The challenge is knowing what to look for, and how to react. I saw some real guidance in the classic book by Loc de Brabandere and Alan Iny, “Thinking in New Boxes.” While the focus of the book is really on business creativity, the following triggers were outlined as weak signals which should not be overlooked in your efforts to think outside the box, or think in a new box:
- A changing value proposition. For example, if it’s getting harder to charge a price premium for the product you’re marketing, or others are offering your subscription service for free, it may be time to start thinking in a new box. Another example is seeing substitute versions of a product, like eBooks, for a low price displacing hardcover books.
- New unmet consumer or customer needs. Perhaps you own a consumer products store and see that following the introduction of a new iPad model, there are no attractive protective cases for them yet available. Or you notice that people are getting overnight delivery from Amazon, but your retail store offers no home delivery options.
- The entry of new competitors and new suppliers. You are selling several successful computer video games, but notice more and more new ones popping up on smartphones. Or you notice that your line of high quality tools is being undercut by cheap knockoffs manufactured in other countries.
- The advent of new breakthrough technologies. You are still providing conventional digital wristwatches while Apple and others are delivering high-tech new versions that sync with your smartphone. Or you are still delivering coupons via the local newspaper, while new entrants are loading them onto your loyalty card or smartphone.
- Changes in your organization’s core performance metrics. For example, quarterly sales on one of your most important products suddenly decreases, or your inventory across a whole category has surged. If one metric changes, it may not be significant, but someone needs to monitor whole categories for fluctuations that may be a weak signal.

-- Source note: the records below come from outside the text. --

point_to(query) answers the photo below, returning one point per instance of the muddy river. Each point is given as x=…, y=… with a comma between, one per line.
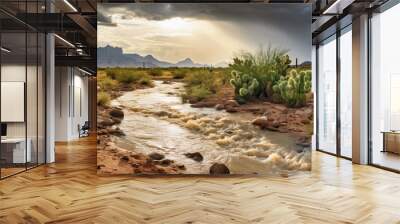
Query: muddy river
x=156, y=120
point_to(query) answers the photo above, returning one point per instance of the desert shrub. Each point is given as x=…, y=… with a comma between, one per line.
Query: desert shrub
x=103, y=99
x=179, y=73
x=244, y=85
x=127, y=77
x=292, y=90
x=265, y=65
x=111, y=72
x=146, y=81
x=105, y=83
x=155, y=72
x=202, y=83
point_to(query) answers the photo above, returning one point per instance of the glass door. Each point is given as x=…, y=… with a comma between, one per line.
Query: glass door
x=385, y=89
x=346, y=72
x=326, y=97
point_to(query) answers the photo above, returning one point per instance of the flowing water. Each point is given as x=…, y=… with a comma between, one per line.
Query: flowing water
x=156, y=120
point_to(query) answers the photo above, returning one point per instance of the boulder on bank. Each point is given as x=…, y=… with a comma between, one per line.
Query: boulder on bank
x=196, y=156
x=156, y=156
x=261, y=122
x=219, y=168
x=118, y=113
x=106, y=122
x=116, y=132
x=231, y=110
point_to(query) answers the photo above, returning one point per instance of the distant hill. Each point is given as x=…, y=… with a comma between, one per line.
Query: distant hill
x=114, y=57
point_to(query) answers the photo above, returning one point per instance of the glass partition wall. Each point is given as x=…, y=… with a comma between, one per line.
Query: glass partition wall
x=385, y=89
x=22, y=77
x=334, y=93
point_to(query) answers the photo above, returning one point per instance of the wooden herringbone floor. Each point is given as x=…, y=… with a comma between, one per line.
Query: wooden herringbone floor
x=69, y=191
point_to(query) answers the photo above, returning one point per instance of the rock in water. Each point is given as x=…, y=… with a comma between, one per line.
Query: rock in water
x=117, y=113
x=262, y=122
x=166, y=162
x=231, y=103
x=219, y=107
x=196, y=156
x=156, y=156
x=219, y=168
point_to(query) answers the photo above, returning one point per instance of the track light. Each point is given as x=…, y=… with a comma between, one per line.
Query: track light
x=5, y=50
x=337, y=7
x=70, y=5
x=86, y=72
x=64, y=40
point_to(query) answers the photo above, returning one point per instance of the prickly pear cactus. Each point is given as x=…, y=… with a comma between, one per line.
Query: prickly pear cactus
x=292, y=90
x=245, y=86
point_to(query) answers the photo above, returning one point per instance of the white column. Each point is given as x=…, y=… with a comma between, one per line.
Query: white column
x=50, y=99
x=360, y=90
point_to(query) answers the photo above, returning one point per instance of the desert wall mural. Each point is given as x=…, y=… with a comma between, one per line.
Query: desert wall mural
x=204, y=89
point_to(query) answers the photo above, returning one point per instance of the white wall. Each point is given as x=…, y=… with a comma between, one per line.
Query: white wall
x=71, y=103
x=314, y=90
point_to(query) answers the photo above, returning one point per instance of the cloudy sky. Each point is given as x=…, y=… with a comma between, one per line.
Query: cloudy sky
x=206, y=33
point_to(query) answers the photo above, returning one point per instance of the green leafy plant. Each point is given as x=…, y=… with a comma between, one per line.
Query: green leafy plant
x=292, y=90
x=103, y=99
x=245, y=86
x=265, y=65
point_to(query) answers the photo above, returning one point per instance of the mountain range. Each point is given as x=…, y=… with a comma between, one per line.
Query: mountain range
x=115, y=57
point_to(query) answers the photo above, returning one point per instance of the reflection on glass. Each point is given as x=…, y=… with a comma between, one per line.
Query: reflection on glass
x=14, y=153
x=346, y=94
x=385, y=84
x=327, y=96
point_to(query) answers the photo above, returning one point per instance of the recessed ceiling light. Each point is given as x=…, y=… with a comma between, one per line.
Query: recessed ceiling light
x=5, y=50
x=64, y=40
x=70, y=5
x=86, y=72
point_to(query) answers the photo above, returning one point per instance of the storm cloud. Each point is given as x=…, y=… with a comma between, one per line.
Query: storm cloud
x=245, y=25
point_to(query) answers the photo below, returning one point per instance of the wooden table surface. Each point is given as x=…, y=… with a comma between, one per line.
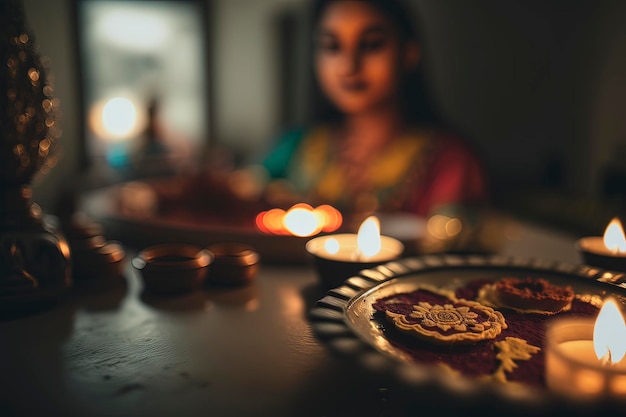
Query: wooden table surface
x=245, y=351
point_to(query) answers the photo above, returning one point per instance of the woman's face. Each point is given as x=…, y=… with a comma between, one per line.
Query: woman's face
x=359, y=57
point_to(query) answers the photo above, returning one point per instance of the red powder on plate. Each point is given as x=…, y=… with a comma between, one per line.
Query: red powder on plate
x=478, y=359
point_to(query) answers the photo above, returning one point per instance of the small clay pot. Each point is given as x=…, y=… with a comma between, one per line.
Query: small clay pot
x=234, y=264
x=173, y=268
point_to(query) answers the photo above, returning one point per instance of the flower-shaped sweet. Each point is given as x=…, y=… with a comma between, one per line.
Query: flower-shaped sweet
x=462, y=322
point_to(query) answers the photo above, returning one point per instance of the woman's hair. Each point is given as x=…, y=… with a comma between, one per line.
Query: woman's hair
x=416, y=102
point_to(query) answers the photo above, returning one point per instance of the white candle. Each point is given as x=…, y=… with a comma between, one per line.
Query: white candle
x=366, y=246
x=577, y=368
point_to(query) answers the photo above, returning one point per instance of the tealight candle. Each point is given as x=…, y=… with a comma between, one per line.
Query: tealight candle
x=608, y=251
x=342, y=255
x=584, y=358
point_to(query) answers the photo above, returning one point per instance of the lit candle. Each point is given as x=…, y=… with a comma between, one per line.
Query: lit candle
x=585, y=358
x=608, y=251
x=300, y=220
x=342, y=255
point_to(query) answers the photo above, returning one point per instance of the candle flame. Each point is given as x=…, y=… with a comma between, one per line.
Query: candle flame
x=301, y=220
x=609, y=333
x=368, y=237
x=614, y=238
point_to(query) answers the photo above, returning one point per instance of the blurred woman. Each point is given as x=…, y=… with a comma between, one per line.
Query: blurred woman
x=375, y=144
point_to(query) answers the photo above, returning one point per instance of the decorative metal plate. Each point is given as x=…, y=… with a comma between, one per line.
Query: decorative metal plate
x=343, y=317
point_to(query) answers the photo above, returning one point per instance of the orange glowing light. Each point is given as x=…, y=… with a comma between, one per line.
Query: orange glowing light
x=273, y=220
x=259, y=222
x=300, y=220
x=609, y=333
x=332, y=218
x=614, y=238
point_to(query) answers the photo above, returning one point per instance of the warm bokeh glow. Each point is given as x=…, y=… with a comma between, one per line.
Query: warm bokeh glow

- Unfulfilled business and other potential opportunities. Sometimes you might be astonished to notice something that has not yet occurred, and therefore signals to you an opportunity, like new transportation alternatives. Taxi or bus companies are often slow to recognize a new popular travel location based on population shifts or resort communities.
- Broad disruptive events. Everyone notes macro changes, but the weak or secondary implications are often overlooked. Look hard for unanticipated consequences of events like new government regulations on financial processes, changes in environmental patterns, or sociological changes in other countries. First responders are the winners.
- Premonitions, anxieties, and/or intuitions. Weak signals may be even more subtle or insidious. Perhaps your assistant mentions that your phone has been ringing much less lately. Or you sense that some of your best people are getting bored. Such inklings and realizations can be valuable warnings of significant impending change.
All weak signals need to be treated with a continuous innovation mindset and urgency, to stay competitive and current. Here is the recommended five-step approach to thinking in new boxes:
Doubting everything you think you know.
Probing the possible issues to fully understand what is happening.
Divergent thinking to create many new boxes, concepts, and hypotheses.
Convergence through testing and validating back to a small number of viable changes.
Re-evaluating relentlessly for the agility to survive.
New entrepreneurs are notoriously great at capitalizing on new opportunities, both weak and strong. But nurturing this ability after the first burst of creativity, to accomplish the necessary pivots, and keep from getting seduced by their own initial success, is a more rare commodity, even in the startup community.